HLSL Shader Model 6.0

Article
08/25/2021

Describes the wave operation intrinsics added to HLSL Shader Model 6.0.

Shader model 6.0
Terminology
Shading language intrinsics
Hardware capability
Related topics

Shader Model 6.0

For earlier shader models, HLSL programming exposes only a single thread of execution. New wave-level operations are provided, starting with model 6.0, to explicitly take advantage of the parallelism of current GPUs - many threads can be executing in lockstep on the same core simultaneously. For example, the model 6.0 intrinsics enable the elimination of barrier constructs when the scope of synchronization is within the width of the SIMD processor, or some other set of threads that are known to be atomic relative to each other.

Potential use cases include: stream compaction, reductions, block transpose, bitonic sort or Fast Fourier Transforms (FFT), binning, stream de-duplication, and similar scenarios.

Most of the intrinsics appear in pixel shaders and compute shaders, though there are some exceptions (noted for each function).

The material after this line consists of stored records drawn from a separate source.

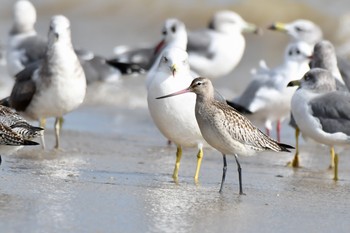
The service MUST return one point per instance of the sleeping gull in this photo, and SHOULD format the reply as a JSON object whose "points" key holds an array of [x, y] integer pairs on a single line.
{"points": [[15, 131], [54, 86], [225, 129], [25, 46], [267, 96], [175, 117], [214, 51], [307, 31], [321, 112]]}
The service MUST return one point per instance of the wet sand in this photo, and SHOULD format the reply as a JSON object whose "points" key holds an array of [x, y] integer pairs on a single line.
{"points": [[113, 173]]}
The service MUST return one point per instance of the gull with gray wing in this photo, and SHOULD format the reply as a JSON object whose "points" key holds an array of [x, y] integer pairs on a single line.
{"points": [[267, 96], [320, 111], [53, 86]]}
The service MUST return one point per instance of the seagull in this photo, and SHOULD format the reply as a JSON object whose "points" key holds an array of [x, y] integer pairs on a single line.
{"points": [[25, 46], [15, 131], [225, 129], [321, 112], [174, 36], [267, 96], [53, 86], [300, 30], [175, 117], [214, 51], [323, 57], [310, 33]]}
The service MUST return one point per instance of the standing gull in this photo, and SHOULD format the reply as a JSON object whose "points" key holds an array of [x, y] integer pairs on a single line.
{"points": [[25, 46], [175, 117], [214, 51], [323, 57], [225, 129], [310, 33], [174, 36], [56, 85], [15, 132], [267, 96], [321, 112]]}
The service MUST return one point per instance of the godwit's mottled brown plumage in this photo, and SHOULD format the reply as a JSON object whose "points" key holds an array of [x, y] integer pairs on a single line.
{"points": [[225, 129]]}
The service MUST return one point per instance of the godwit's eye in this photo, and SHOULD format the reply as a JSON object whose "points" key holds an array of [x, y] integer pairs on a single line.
{"points": [[299, 29]]}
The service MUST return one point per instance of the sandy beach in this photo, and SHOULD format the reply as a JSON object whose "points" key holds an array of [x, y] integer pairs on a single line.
{"points": [[113, 173]]}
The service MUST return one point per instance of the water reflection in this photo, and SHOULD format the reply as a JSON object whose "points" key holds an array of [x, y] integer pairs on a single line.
{"points": [[176, 208]]}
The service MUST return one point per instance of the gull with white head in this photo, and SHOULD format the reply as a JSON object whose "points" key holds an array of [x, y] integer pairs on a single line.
{"points": [[217, 50], [175, 117], [54, 86], [267, 96], [224, 128], [320, 111]]}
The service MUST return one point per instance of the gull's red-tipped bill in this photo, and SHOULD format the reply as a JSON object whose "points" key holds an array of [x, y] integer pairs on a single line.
{"points": [[176, 93]]}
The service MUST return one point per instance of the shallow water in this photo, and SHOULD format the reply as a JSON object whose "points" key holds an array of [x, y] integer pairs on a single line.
{"points": [[114, 171]]}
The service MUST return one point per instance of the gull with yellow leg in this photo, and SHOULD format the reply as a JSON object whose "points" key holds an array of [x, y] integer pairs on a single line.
{"points": [[321, 112]]}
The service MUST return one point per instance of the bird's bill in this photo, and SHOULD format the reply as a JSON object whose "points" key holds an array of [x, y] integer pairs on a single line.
{"points": [[175, 93], [159, 47], [278, 27], [173, 69], [294, 83], [251, 28]]}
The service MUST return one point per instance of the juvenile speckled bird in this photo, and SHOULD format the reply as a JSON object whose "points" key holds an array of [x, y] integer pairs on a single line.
{"points": [[53, 86], [225, 129], [15, 132]]}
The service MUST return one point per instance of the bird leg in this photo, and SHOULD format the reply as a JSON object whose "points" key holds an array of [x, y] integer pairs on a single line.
{"points": [[223, 173], [42, 124], [239, 176], [295, 162], [199, 162], [58, 125], [177, 163], [336, 160], [332, 158], [279, 131]]}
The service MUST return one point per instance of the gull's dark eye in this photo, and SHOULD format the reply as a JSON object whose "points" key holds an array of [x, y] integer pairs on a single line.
{"points": [[299, 29], [307, 77]]}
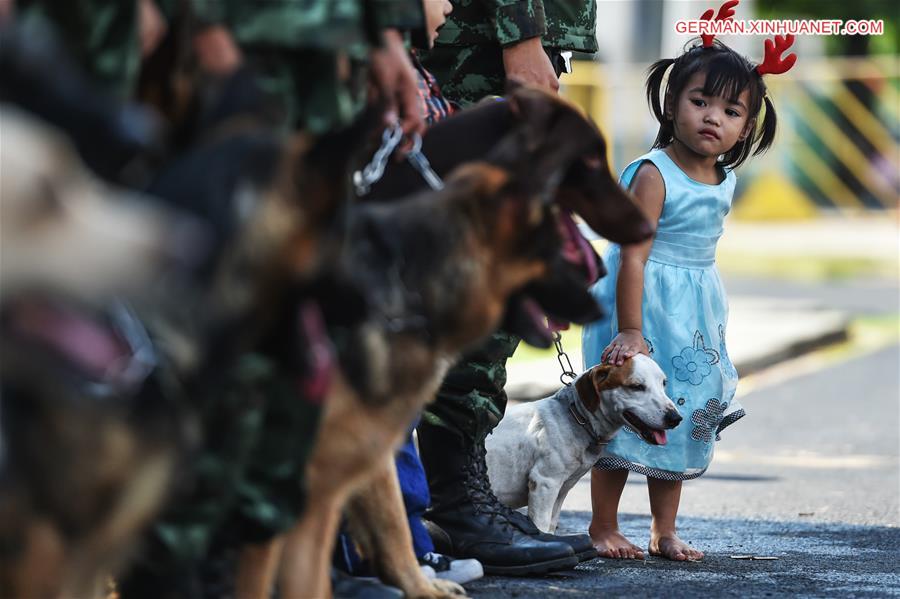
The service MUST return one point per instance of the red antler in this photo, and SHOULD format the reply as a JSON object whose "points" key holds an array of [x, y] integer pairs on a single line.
{"points": [[726, 11], [773, 63]]}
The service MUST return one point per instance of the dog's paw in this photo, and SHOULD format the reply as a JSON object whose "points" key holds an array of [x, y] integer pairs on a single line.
{"points": [[444, 589]]}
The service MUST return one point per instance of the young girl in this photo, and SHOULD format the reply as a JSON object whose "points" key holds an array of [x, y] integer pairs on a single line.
{"points": [[664, 297]]}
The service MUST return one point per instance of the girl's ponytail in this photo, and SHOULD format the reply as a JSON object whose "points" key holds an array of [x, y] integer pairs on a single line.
{"points": [[767, 130], [655, 76]]}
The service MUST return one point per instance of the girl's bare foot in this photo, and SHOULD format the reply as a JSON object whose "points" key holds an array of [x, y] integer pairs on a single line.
{"points": [[612, 543], [671, 547]]}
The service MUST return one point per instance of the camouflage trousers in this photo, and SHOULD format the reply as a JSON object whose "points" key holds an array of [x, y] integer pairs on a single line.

The functions have been added to the requirements for DirectX Feature Level 12.0, under API level 12.

The <type> parameter and return value for these functions implies the type of the expression, the supported types are those from the following list that are also present in the target shader model for your app:

half, half2, half3, half4
float, float2, float3, float4
double, double2, double3, double4
int, int2, int3, int4
uint, uint2, uint3, uint4
short, short2, short3, short4
ushort, ushort2, ushort3, ushort4
uint64_t, uint64_t2, uint64_t3, uint64_t4

Some operations (such as the bitwise operators) only support the integer types.

Terminology

Term	Definition
Lane	A single thread of execution. The shader models before version 6.0 expose only one of these at the language level, leaving expansion to parallel SIMD processing entirely up to the implementation.
Wave	A set of lanes (threads) executed simultaneously in the processor. No explicit barriers are required to guarantee that they execute in parallel. Similar concepts include "warp" and "wavefront."
Inactive Lane	A lane which is not being executed, for example due to the flow of control, or insufficient work to fill the minimum size of the wave.
Active Lane	A lane for which execution is being performed. In pixel shaders, it may include any helper pixel lanes.
Quad	A set of 4 adjacent lanes corresponding to pixels arranged in a 2x2 square. They are used to estimate gradients by differencing in either x or y. A wave may be comprised of multiple quads. All pixels in an active quad are executed (and may be "Active Lanes"), but those that do not produce visible results are termed "Helper Lanes".
Helper Lane	A lane which is executed solely for the purpose of gradients in pixel shader quads. The output of such a lane will be discarded, and so not render to the destination surface.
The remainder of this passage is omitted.